Thank goodness we have come back around to agreeing that the genders really are different in many ways. There are deep roots of gender differences – in both nature and nurture. By nurture, we mean our culture influences – including what we learn from parents, teachers, media etc. about what is and is not appropriate. It influences norms for little girls, little boys, men and women. Author Dr. Pat Heim says that little boys and little girls actually grow up in different cultures.

There is little question about whether there are differences in how the average little boy and average little girl play. Some think that’s about nurture; some think it’s about nature. I think it’s about both. Parents today try to play down the gendered nature of toys and games. Boys play with dolls and girls play soccer (etc.). But differences remain.

When my kids (boy followed by girl) were young, my son grabbed my daughter’s Barbie doll, cut her hair, dyed what was left black, gave her tattoos, tied on a parachute and dropped her off a balcony. My daughter wanted to play with the doll, not turn it into a warrior! Now my grandkids (a girl followed by a boy) are on a similar path. The young boy imitates his big sister by playing dolls and dress up, but is more likely to adopt a fighting stance and growl threatening to “pow” me than she is! And I hear stories in my workshops! Like the little girl who played “family” with a set of trucks.

The experts (Dr. Baron-Cohen, Dr. Pat Heim and Janet Lever, for example) back up our personal observations. Young boys play sports, cops and robbers or cowboys, war. Their games take up more space, involve more players and rules, and result in more skirmishes. They play more aggressively. Little boys play “in parallel,” each doing his own thing without communicating much with the others. Their games involve rank or hierarchy; who is to be “alpha” is decided up front.

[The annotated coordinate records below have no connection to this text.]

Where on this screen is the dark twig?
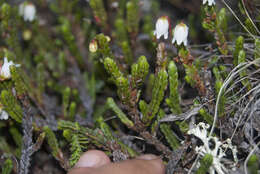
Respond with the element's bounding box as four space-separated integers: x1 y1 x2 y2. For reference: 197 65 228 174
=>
19 102 34 174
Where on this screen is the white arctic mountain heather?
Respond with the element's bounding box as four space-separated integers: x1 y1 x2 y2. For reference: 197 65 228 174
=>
0 57 20 79
0 108 9 120
154 16 170 39
202 0 216 6
172 22 189 46
19 2 36 22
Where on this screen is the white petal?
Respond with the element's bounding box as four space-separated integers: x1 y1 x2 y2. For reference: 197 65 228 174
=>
154 16 169 39
0 110 9 120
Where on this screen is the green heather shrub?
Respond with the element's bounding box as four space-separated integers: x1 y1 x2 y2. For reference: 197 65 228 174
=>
0 0 260 174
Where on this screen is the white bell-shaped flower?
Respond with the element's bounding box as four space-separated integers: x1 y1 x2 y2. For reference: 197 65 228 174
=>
172 22 189 46
154 16 170 39
0 57 20 79
19 2 36 22
202 0 216 6
0 108 9 120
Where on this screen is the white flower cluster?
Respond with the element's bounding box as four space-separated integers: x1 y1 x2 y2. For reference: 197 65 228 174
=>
202 0 216 6
0 57 20 80
19 2 36 22
154 0 216 46
154 16 189 46
188 122 237 174
0 105 9 120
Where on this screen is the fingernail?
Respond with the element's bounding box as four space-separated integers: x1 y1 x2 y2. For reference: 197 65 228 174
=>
74 150 110 168
136 154 160 160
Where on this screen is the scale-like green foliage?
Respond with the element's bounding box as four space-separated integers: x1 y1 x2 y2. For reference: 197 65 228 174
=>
107 97 134 127
233 36 244 66
1 90 23 123
131 56 149 87
166 61 182 114
2 158 13 174
141 70 168 124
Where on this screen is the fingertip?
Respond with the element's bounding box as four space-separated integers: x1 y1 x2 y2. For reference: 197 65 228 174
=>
137 154 165 174
74 150 111 168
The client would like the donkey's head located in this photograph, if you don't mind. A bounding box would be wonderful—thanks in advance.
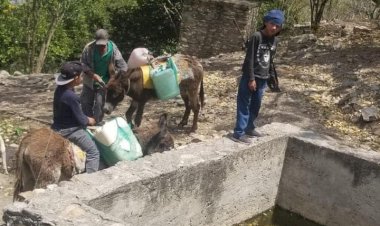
[134,114,174,155]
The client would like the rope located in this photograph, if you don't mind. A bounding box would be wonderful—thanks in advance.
[34,130,53,188]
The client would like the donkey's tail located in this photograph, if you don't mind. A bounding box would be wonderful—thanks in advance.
[13,142,25,202]
[199,77,206,109]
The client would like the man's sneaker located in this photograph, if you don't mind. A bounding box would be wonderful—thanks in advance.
[245,130,263,138]
[230,135,252,144]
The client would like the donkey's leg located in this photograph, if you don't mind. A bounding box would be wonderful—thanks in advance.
[135,101,146,127]
[189,92,201,132]
[178,96,191,128]
[125,100,139,124]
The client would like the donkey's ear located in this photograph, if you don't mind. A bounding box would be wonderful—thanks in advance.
[158,113,168,128]
[108,63,116,79]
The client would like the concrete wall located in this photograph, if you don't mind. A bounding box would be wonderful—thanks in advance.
[180,0,259,58]
[277,138,380,226]
[4,123,288,226]
[3,123,380,226]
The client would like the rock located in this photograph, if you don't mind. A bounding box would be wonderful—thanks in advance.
[361,106,379,122]
[353,26,371,34]
[13,71,23,76]
[0,70,11,78]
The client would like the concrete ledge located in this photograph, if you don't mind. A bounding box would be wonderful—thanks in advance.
[3,123,380,226]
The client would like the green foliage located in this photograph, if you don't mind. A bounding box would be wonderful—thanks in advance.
[0,0,25,69]
[109,0,182,55]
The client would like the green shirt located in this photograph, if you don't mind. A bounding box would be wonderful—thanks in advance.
[94,41,113,84]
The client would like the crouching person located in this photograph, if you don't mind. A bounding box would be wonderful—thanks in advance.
[51,61,99,173]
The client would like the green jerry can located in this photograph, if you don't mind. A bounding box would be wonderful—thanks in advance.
[87,117,143,166]
[151,68,179,100]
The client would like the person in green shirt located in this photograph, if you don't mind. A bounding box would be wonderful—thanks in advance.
[80,29,128,123]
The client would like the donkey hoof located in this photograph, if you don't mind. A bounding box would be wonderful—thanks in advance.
[178,122,187,128]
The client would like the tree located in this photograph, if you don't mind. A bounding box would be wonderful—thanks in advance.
[310,0,330,32]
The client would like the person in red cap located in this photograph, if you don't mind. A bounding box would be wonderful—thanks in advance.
[231,9,285,144]
[80,29,128,123]
[51,61,100,173]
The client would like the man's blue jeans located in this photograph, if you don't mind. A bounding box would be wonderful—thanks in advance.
[56,127,100,173]
[233,75,267,138]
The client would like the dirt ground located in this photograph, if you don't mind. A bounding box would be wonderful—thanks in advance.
[0,21,380,221]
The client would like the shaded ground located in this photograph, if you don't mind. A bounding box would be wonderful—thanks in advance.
[0,19,380,222]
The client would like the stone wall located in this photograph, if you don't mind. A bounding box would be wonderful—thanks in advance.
[180,0,259,58]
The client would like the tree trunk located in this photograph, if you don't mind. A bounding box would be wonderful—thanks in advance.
[310,0,329,32]
[34,13,64,73]
[26,0,41,72]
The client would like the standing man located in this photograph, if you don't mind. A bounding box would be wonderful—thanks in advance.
[231,9,285,144]
[80,29,128,123]
[51,61,100,173]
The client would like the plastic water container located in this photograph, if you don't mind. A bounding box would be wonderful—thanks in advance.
[167,57,178,77]
[87,117,143,166]
[152,68,179,100]
[127,48,150,69]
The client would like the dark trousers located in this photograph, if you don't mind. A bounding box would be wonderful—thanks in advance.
[80,85,105,122]
[233,75,267,138]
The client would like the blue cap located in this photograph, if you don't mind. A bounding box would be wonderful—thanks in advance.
[264,9,285,26]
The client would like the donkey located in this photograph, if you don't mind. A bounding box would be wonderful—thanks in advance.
[0,135,8,174]
[13,114,174,201]
[103,54,204,132]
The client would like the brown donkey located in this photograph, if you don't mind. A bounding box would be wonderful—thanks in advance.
[13,114,174,200]
[103,54,204,132]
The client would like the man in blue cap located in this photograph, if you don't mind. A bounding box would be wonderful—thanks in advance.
[231,9,285,144]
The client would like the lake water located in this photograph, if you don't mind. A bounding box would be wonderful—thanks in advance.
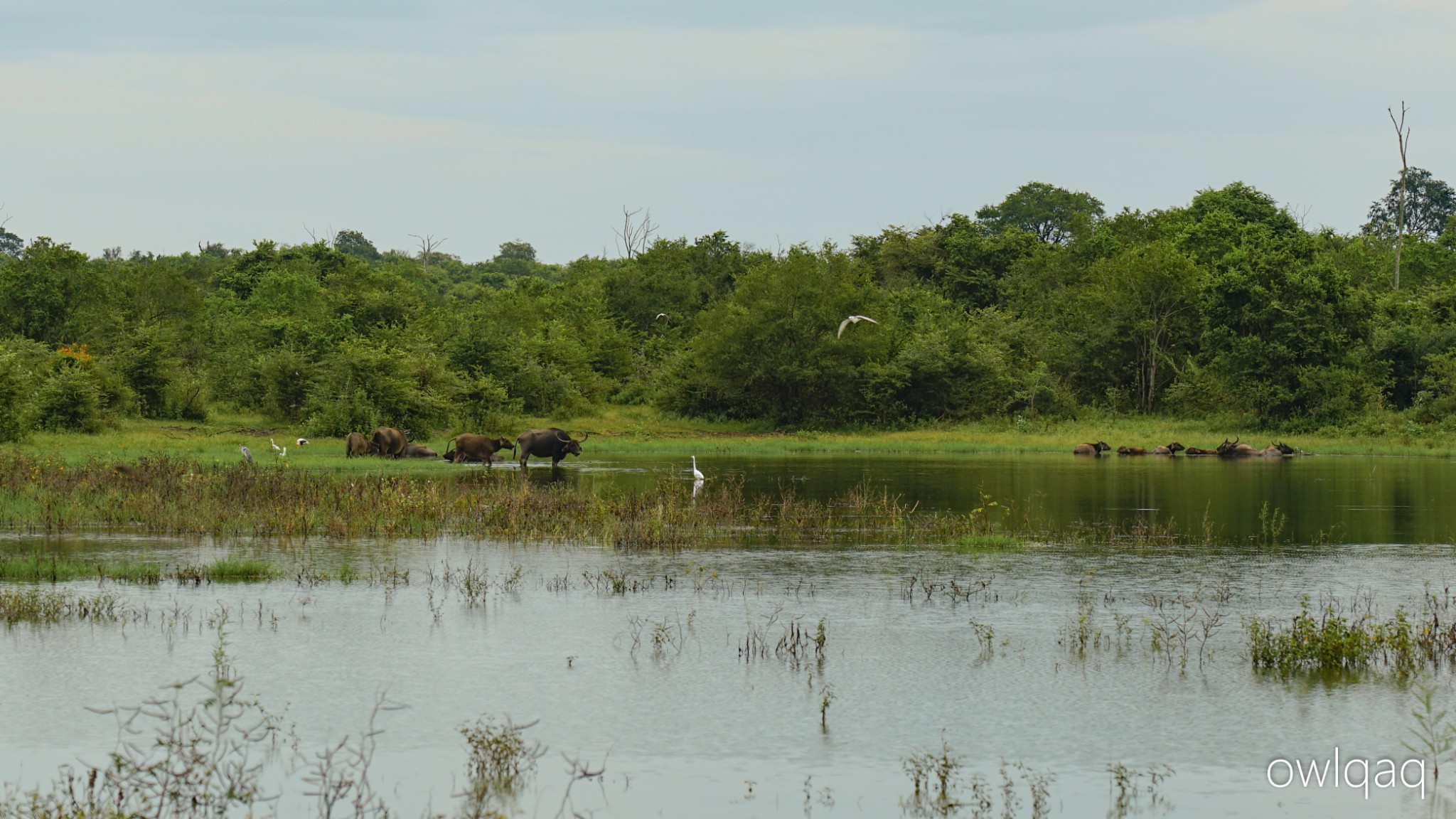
[0,456,1456,818]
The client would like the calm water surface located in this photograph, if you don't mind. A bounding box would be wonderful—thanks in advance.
[0,456,1456,818]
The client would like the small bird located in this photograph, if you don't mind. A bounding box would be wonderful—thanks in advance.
[835,316,879,338]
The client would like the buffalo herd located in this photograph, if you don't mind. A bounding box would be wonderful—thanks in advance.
[343,427,591,469]
[1071,439,1299,458]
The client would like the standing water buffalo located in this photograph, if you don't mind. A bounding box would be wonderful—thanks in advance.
[399,443,439,461]
[374,427,409,458]
[446,433,515,466]
[343,433,378,458]
[515,427,591,469]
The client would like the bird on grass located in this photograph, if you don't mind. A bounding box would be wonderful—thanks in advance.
[835,316,879,338]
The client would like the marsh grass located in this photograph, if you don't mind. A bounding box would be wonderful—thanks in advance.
[1245,590,1456,678]
[0,586,137,625]
[0,552,284,586]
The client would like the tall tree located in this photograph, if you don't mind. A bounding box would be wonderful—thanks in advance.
[975,182,1102,245]
[1364,168,1456,239]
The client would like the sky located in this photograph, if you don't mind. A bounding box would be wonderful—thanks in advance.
[0,0,1456,262]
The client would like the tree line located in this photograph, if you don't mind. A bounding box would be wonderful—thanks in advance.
[0,168,1456,440]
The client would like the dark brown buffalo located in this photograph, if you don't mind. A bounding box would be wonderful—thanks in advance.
[399,443,439,461]
[374,427,409,458]
[515,427,591,469]
[1214,439,1260,458]
[343,433,378,458]
[446,433,515,466]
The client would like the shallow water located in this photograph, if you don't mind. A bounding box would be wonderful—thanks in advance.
[0,456,1456,818]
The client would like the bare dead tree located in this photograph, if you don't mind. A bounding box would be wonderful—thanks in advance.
[411,233,450,272]
[611,205,657,259]
[1385,99,1411,290]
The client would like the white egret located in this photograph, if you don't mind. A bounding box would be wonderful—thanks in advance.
[835,316,879,338]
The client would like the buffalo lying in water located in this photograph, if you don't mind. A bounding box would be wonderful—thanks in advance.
[446,433,515,466]
[515,427,591,469]
[1214,439,1260,458]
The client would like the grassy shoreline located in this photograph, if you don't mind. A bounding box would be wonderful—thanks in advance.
[9,407,1456,472]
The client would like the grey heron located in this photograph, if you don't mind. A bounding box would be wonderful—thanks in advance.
[835,316,879,338]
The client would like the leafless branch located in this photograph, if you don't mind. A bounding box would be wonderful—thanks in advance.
[611,205,657,259]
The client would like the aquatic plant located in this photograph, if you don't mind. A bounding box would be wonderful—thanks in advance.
[1106,762,1175,819]
[0,587,129,625]
[900,736,1056,819]
[1245,594,1456,676]
[1401,680,1456,780]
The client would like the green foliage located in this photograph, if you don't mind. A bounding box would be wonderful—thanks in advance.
[0,175,1456,439]
[975,182,1102,245]
[33,366,103,433]
[1364,168,1456,239]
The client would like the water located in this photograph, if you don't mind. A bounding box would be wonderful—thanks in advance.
[0,456,1456,818]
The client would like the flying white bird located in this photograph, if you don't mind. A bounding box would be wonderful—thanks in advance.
[835,316,879,338]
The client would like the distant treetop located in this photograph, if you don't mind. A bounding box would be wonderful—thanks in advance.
[975,182,1102,245]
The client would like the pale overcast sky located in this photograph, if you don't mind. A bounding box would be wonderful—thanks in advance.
[0,0,1456,261]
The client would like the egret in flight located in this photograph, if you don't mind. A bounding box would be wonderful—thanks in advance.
[835,316,879,338]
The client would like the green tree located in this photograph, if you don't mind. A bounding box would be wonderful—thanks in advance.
[0,236,87,343]
[975,182,1102,245]
[1363,168,1456,240]
[333,230,378,261]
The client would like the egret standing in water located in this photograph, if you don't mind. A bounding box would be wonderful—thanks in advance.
[835,316,879,338]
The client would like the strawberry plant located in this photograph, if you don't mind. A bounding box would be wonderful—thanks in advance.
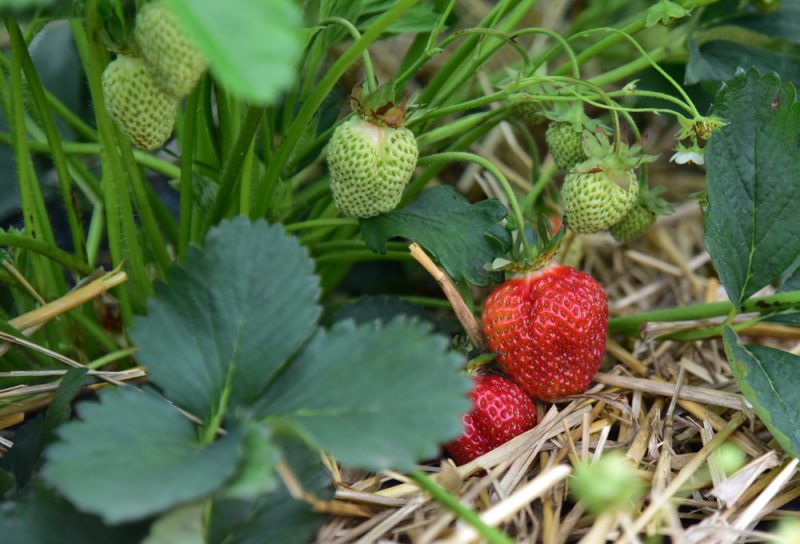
[0,0,800,544]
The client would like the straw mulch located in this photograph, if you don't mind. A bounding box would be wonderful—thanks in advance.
[310,103,800,544]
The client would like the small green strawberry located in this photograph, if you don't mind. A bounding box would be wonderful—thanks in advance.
[134,0,206,98]
[610,203,656,244]
[610,187,671,243]
[544,121,586,172]
[328,116,418,217]
[103,55,178,150]
[545,102,602,172]
[561,132,654,234]
[328,85,419,217]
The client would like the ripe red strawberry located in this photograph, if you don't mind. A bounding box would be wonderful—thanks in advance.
[445,374,536,465]
[483,265,608,401]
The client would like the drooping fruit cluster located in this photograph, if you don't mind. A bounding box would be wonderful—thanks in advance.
[610,186,672,243]
[482,265,608,401]
[445,374,536,465]
[561,132,652,234]
[134,1,206,98]
[103,0,206,150]
[328,88,419,217]
[103,55,178,149]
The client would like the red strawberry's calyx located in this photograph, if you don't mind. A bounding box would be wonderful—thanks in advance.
[445,373,536,465]
[574,131,657,181]
[484,211,566,274]
[482,265,608,401]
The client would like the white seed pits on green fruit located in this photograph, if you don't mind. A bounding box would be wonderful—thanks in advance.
[328,117,418,217]
[103,55,178,150]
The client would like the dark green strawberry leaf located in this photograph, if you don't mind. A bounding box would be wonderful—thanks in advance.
[131,218,320,421]
[208,438,333,544]
[780,255,800,292]
[42,386,242,524]
[256,317,471,471]
[357,0,439,34]
[164,0,305,104]
[142,503,205,544]
[0,481,147,544]
[0,368,93,487]
[224,422,278,499]
[724,326,800,457]
[360,186,511,285]
[705,70,800,306]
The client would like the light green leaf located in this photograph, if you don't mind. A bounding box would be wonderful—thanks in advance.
[42,387,242,523]
[724,326,800,457]
[131,218,320,421]
[163,0,304,104]
[256,317,470,471]
[360,186,511,285]
[705,70,800,306]
[142,503,205,544]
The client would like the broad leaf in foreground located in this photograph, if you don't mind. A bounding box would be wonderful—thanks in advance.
[42,386,242,523]
[256,318,471,471]
[0,481,147,544]
[0,368,94,488]
[131,218,320,421]
[724,327,800,457]
[361,186,511,285]
[705,70,800,306]
[164,0,304,104]
[142,503,205,544]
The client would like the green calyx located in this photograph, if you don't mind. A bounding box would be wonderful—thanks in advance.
[350,83,408,128]
[573,130,657,189]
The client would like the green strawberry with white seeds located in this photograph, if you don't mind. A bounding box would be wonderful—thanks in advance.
[328,116,418,217]
[328,85,419,217]
[610,204,656,243]
[134,1,206,98]
[561,132,654,234]
[545,121,586,172]
[103,55,178,150]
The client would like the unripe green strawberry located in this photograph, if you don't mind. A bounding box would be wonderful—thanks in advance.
[569,450,646,515]
[511,99,547,125]
[611,204,656,243]
[545,121,586,172]
[561,170,639,234]
[134,0,206,98]
[103,55,178,150]
[328,116,418,217]
[561,131,655,234]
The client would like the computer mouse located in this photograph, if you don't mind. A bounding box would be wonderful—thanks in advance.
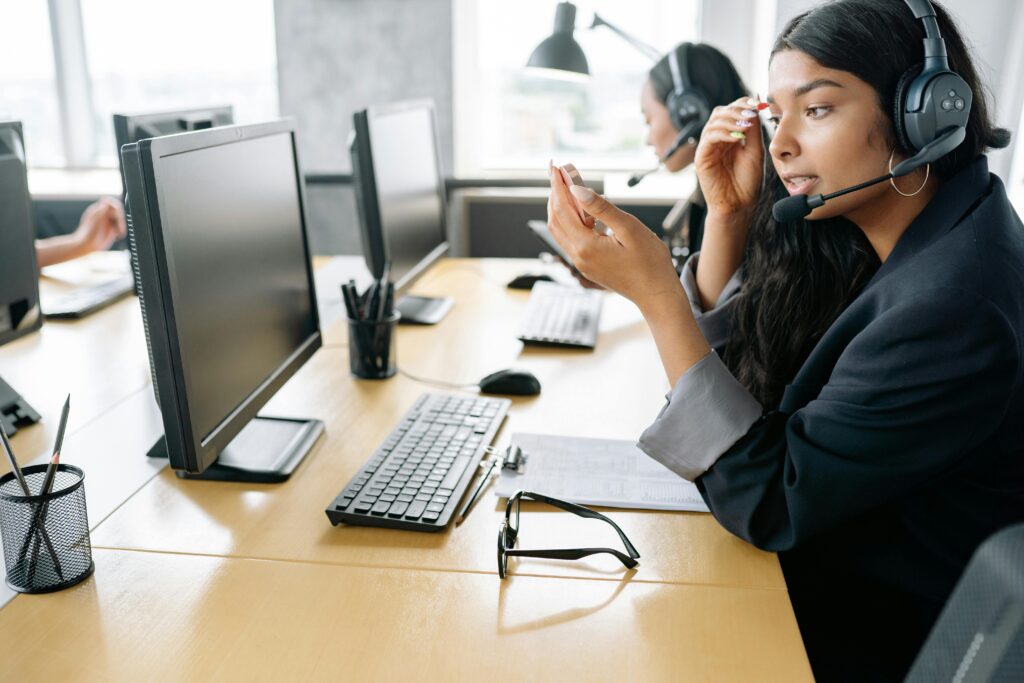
[506,273,555,290]
[480,370,541,396]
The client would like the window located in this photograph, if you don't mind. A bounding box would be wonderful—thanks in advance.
[81,0,278,166]
[0,0,278,168]
[453,0,700,175]
[1007,98,1024,216]
[0,0,63,166]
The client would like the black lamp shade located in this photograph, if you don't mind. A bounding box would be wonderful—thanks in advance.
[526,2,590,76]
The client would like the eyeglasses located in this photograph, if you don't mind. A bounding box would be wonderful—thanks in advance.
[498,490,640,579]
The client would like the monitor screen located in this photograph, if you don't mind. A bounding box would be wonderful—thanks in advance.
[368,102,447,291]
[121,121,323,475]
[155,133,318,441]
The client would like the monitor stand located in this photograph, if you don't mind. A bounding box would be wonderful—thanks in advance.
[396,296,455,325]
[0,377,39,436]
[146,417,324,483]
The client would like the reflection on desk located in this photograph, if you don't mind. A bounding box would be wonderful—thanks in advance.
[0,259,811,681]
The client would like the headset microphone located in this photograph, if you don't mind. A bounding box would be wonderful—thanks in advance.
[626,130,690,187]
[771,126,967,223]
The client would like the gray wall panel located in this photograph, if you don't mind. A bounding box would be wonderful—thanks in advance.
[274,0,453,175]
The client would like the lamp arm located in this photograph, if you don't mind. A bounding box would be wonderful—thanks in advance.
[590,12,662,61]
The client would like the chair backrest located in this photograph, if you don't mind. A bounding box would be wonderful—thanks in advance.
[906,524,1024,683]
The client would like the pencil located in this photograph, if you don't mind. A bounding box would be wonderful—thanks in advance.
[0,420,32,496]
[455,456,498,526]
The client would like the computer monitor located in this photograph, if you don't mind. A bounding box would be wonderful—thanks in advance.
[0,121,43,434]
[0,121,43,344]
[114,106,234,197]
[121,121,324,481]
[349,100,453,324]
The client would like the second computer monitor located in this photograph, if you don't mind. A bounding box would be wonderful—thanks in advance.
[350,100,452,323]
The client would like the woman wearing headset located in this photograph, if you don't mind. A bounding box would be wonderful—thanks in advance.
[549,0,1024,681]
[630,43,746,253]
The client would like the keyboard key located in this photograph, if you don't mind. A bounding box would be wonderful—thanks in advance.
[406,501,427,519]
[438,456,469,488]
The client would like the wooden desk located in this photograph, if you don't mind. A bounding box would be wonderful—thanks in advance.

Since Title IX became law in 1972, girls have participated more and more in team sports, giving them more experience competing, winning, and losing. But little girls also play just as they did before Title IX. Lever says that girls tend to play in smaller groups and that their games take up less space and involve fewer rules. Girls’ pretend play is about caregiving and nurturing. Rather than playing in parallel, their play is coordinated; they report to one another on what they are doing. There is little or no hierarchy—no boss of dolls or hopscotch!

If you look at workplace behavior, you may agree that we work very much like we learned to play. The table below summarizes how the average little boy and the average little girl play:

 

BOYS GIRLS
Games involve competition Relationships trump winning
Rules are critical Relationships top rules
Play involves conflict Play involves avoiding conflict
Games require aggression Games require taking turns, sharing
Play is goal focused Play is process focused
Goal is to win Goal is a win-win outcome
Games involve hierarchy Play involves “flat” power structure

 

What differences have you seen in young children? In what ways do you think how we play shows up in the workplace behaviors of men and women?